Durante diez minutos no sucedió nada, solo movimientos horizontales hacia uno y otro lado. De repente el vaivén hipnótico se rompió y la cámara se volvió violentamente hacia la izquierda. Un relámpago metalizó la carretera 16 y un cochecito rojo surgió de la nada, con los faros encendidos y avanzando a muy poca velocidad. Era imposible asegurar si era un Pinto, mucho menos distinguir a sus ocupantes. El ángulo de la toma no lo permitía. Otro relámpago estalló más o menos cuando el coche pasaba por el punto más cercano a la cámara, a unos cincuenta metros de distancia. Definitivamente era un coche pequeño.

Cuando el coche se perdió en la bruma, la cámara no se movió. Durante casi dos minutos permaneció estática, registrando árboles inquietos y destellos en el cielo.

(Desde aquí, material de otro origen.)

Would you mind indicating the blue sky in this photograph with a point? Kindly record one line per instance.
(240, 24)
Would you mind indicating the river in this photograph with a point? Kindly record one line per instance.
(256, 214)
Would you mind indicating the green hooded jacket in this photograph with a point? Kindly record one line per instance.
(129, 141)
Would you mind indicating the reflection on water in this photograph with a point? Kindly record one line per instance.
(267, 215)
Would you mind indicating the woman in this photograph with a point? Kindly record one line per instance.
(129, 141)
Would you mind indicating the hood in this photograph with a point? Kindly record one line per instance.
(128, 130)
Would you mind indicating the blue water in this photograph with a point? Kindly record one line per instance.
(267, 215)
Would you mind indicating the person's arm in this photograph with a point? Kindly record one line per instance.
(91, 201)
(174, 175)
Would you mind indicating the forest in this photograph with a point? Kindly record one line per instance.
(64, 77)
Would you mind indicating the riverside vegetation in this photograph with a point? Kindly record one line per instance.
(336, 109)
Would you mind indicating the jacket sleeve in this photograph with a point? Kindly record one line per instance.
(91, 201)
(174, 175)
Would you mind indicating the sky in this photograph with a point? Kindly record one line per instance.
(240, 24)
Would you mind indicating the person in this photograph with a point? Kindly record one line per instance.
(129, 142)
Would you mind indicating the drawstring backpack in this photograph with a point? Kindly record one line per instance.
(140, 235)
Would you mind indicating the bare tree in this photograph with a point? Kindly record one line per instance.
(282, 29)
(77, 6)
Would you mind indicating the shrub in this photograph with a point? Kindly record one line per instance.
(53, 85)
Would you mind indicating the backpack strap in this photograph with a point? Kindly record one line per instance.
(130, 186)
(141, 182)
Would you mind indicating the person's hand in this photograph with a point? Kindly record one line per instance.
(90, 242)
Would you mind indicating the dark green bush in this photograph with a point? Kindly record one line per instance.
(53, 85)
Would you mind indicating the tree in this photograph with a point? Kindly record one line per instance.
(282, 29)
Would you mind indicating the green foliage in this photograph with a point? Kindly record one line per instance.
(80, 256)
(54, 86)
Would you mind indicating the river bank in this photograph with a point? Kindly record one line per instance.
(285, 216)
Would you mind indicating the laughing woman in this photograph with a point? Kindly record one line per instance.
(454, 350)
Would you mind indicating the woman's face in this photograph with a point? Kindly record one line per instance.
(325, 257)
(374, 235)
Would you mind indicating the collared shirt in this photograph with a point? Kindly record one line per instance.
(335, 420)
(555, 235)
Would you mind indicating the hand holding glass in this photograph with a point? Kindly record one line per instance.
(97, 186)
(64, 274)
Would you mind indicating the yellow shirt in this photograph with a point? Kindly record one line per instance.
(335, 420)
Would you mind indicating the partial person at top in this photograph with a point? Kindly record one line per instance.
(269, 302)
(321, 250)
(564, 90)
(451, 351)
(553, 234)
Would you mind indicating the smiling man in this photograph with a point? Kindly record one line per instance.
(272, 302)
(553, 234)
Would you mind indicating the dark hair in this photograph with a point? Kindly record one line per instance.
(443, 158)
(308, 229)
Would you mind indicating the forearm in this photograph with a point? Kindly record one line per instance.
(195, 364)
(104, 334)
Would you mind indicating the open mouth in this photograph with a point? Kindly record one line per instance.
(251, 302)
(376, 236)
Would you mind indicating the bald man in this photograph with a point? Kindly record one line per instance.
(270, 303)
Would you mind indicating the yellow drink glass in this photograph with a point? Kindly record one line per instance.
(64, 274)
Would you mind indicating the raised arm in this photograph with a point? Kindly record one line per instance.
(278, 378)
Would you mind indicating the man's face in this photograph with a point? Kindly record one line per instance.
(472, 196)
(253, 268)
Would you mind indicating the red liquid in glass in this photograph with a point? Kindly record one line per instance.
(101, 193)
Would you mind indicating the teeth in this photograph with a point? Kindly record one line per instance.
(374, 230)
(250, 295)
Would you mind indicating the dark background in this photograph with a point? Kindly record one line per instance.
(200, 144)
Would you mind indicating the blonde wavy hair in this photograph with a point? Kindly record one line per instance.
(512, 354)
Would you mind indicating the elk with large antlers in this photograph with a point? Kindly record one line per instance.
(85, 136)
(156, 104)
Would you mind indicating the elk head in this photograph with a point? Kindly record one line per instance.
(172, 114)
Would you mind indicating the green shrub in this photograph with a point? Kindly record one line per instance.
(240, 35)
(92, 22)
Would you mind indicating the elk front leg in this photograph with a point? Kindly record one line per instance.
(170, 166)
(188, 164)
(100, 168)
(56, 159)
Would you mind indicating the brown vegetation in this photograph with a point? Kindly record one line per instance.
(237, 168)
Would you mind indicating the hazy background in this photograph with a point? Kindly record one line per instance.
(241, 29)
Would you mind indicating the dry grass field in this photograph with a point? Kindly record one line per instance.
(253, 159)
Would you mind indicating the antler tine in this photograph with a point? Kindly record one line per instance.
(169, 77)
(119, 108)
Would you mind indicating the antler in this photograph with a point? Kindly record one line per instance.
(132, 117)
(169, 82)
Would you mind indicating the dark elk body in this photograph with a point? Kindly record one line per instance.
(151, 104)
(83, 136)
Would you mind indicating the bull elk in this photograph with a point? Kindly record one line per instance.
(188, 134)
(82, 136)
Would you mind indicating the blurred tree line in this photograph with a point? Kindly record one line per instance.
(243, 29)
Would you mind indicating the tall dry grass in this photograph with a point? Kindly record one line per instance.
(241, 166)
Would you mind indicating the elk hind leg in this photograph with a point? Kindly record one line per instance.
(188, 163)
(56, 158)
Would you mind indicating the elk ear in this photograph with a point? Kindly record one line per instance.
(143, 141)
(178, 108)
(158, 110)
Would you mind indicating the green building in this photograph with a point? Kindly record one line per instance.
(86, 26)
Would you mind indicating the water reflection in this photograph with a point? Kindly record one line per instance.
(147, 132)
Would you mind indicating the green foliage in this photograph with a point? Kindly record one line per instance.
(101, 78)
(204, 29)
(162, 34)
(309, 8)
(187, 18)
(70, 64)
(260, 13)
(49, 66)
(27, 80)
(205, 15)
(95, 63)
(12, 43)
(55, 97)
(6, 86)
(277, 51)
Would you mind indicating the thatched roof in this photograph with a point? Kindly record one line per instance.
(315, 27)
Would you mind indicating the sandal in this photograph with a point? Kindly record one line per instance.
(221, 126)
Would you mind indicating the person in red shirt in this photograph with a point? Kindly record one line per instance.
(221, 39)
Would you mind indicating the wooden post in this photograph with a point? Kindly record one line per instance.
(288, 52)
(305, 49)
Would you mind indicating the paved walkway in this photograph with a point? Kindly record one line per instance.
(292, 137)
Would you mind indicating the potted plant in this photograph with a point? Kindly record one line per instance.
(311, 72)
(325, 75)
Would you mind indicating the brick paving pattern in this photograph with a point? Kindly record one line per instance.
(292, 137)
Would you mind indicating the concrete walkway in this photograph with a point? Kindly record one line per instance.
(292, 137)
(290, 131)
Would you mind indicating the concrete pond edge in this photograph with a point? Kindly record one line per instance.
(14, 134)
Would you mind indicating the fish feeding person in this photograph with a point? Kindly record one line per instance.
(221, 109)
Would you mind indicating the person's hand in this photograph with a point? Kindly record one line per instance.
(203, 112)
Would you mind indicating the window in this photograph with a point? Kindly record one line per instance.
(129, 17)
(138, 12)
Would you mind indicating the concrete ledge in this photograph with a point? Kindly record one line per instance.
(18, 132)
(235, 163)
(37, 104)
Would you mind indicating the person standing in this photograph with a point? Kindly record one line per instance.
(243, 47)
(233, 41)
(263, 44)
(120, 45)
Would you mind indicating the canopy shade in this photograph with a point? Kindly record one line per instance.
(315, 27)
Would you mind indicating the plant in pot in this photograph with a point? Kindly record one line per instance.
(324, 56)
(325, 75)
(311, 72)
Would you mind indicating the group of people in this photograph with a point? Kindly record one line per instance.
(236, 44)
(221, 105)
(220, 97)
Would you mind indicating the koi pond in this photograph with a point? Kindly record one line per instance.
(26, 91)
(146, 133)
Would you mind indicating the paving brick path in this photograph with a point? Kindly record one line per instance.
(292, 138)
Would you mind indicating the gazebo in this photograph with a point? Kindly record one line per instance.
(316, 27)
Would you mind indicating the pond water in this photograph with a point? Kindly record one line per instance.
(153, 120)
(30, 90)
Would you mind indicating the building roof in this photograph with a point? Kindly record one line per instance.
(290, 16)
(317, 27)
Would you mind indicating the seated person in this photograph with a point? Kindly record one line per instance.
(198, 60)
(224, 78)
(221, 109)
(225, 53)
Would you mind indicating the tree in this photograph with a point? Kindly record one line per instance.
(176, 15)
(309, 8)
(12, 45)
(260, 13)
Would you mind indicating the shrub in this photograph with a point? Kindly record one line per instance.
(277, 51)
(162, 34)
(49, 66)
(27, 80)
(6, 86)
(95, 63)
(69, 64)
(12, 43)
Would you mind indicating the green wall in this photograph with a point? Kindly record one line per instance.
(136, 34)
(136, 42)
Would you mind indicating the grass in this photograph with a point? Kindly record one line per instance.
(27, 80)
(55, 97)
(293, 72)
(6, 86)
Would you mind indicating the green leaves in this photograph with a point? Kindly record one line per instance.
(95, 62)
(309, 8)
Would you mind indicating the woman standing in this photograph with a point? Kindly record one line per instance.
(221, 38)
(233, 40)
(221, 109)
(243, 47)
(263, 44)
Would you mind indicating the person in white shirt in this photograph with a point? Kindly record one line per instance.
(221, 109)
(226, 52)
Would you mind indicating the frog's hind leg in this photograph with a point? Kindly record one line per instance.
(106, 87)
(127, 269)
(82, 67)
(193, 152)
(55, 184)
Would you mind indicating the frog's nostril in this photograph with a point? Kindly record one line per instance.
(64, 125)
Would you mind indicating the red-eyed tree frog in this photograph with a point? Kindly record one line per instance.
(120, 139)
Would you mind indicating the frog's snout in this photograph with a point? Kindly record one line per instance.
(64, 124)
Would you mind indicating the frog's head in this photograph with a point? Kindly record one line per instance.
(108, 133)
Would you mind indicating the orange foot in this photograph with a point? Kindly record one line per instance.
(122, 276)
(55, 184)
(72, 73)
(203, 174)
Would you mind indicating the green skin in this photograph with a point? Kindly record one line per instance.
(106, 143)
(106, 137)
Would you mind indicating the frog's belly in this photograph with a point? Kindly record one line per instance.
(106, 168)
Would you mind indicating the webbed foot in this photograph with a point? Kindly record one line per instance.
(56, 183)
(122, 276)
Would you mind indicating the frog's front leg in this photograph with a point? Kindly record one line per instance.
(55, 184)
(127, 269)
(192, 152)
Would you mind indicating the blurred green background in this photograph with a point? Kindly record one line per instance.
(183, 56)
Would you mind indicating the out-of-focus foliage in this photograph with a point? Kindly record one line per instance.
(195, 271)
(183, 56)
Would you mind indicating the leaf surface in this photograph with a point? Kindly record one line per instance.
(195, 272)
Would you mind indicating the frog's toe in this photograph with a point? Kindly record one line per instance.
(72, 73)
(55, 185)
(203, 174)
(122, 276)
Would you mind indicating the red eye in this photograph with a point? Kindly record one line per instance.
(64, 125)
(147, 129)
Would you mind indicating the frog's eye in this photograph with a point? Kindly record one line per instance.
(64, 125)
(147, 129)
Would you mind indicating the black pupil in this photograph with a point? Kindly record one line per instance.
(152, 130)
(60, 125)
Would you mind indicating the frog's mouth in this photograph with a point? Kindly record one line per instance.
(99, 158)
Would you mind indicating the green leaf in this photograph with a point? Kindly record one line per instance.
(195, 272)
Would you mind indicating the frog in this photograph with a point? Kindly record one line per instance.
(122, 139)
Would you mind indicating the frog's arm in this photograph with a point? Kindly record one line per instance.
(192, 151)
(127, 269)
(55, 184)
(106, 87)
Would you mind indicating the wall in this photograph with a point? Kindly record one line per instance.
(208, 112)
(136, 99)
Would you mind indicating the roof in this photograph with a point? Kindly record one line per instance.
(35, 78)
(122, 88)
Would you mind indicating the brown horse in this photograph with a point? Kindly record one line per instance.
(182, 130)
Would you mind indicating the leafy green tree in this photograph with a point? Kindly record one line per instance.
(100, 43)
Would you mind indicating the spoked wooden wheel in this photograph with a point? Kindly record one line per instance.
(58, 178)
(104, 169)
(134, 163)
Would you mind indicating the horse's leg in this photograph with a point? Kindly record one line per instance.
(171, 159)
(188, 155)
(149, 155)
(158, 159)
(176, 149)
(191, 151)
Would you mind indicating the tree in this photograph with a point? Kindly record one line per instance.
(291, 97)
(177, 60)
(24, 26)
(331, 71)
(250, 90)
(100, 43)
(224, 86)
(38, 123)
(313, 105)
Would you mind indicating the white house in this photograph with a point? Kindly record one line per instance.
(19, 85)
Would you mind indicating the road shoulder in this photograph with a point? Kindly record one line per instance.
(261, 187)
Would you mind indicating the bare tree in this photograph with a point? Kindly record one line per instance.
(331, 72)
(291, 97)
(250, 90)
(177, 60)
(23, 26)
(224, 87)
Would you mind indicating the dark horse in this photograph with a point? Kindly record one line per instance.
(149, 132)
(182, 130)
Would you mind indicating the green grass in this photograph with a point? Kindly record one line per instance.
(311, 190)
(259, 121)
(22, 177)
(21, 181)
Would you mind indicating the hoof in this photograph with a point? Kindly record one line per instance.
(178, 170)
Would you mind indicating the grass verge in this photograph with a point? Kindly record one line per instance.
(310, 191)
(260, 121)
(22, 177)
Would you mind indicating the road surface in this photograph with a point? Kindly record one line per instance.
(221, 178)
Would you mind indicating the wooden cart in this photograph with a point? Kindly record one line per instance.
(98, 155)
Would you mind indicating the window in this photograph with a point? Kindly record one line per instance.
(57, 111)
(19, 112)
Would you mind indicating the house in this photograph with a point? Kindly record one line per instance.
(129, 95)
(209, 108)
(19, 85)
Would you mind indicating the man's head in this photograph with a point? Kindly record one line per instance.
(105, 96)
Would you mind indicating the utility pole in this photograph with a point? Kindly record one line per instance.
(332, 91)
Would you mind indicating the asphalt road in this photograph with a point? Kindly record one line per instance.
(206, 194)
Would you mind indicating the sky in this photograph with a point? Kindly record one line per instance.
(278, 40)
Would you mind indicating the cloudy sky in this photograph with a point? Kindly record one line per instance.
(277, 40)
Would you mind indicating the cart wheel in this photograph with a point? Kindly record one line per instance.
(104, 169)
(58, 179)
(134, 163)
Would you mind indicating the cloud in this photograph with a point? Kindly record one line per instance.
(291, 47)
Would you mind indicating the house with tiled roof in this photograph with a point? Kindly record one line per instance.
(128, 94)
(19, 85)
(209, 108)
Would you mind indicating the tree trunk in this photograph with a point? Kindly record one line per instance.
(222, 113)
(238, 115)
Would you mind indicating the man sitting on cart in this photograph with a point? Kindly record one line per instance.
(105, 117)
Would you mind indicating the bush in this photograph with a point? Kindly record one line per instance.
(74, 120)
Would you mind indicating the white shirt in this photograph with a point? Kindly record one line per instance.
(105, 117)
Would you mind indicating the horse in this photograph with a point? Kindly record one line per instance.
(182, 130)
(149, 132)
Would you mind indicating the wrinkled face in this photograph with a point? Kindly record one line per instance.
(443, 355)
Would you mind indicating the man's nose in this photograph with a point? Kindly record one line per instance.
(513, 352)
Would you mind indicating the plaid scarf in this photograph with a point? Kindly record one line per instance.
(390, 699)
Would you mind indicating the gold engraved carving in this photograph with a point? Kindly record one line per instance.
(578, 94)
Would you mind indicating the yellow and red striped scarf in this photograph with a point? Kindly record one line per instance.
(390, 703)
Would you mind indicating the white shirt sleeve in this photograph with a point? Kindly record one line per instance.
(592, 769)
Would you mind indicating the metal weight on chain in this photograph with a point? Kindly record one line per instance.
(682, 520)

Fue Miranda la primera que advirtió los ovnis. Se puso de pie y corrió hacia la pantalla. Su sombra enorme aleteó hasta empequeñecerse y se unió a su dedo extendido.

—¡Aquí!

Por encima de los árboles más distantes, tres luces alargadas no demasiado diferentes a los platillos volantes de las películas se desplazaban en trayectorias lineales y cortas. Aunque ninguno de nosotros —quizá Billy sí, a su modo— podría haber dado una explicación científica del principio de inercia, comprendíamos perfectamente que había algo antinatural en el desplazamiento de las tres luces.

—Se mueven como los colibríes —observó Miranda.

Era imposible saber con certeza el tamaño de los platillos volantes, y en consecuencia a qué distancia se encontraban, pero no era descabellado suponer que el coche rojo que habíamos visto hacía un rato estuviera muy cerca de ellos.

Tras casi dos minutos de piruetas aéreas por parte de las tres luces, la cinta llegó a su fin.

El rectángulo blanco nos cegó.

—Tenemos que verla de nuevo —sentenció Billy—. La parte final, cuando aparecen las luces.

No esperó nuestra respuesta. Rebobinó la cinta y proyectó de nuevo los últimos minutos de la película. Otra vez apareció el coche rojo y después las luces danzantes.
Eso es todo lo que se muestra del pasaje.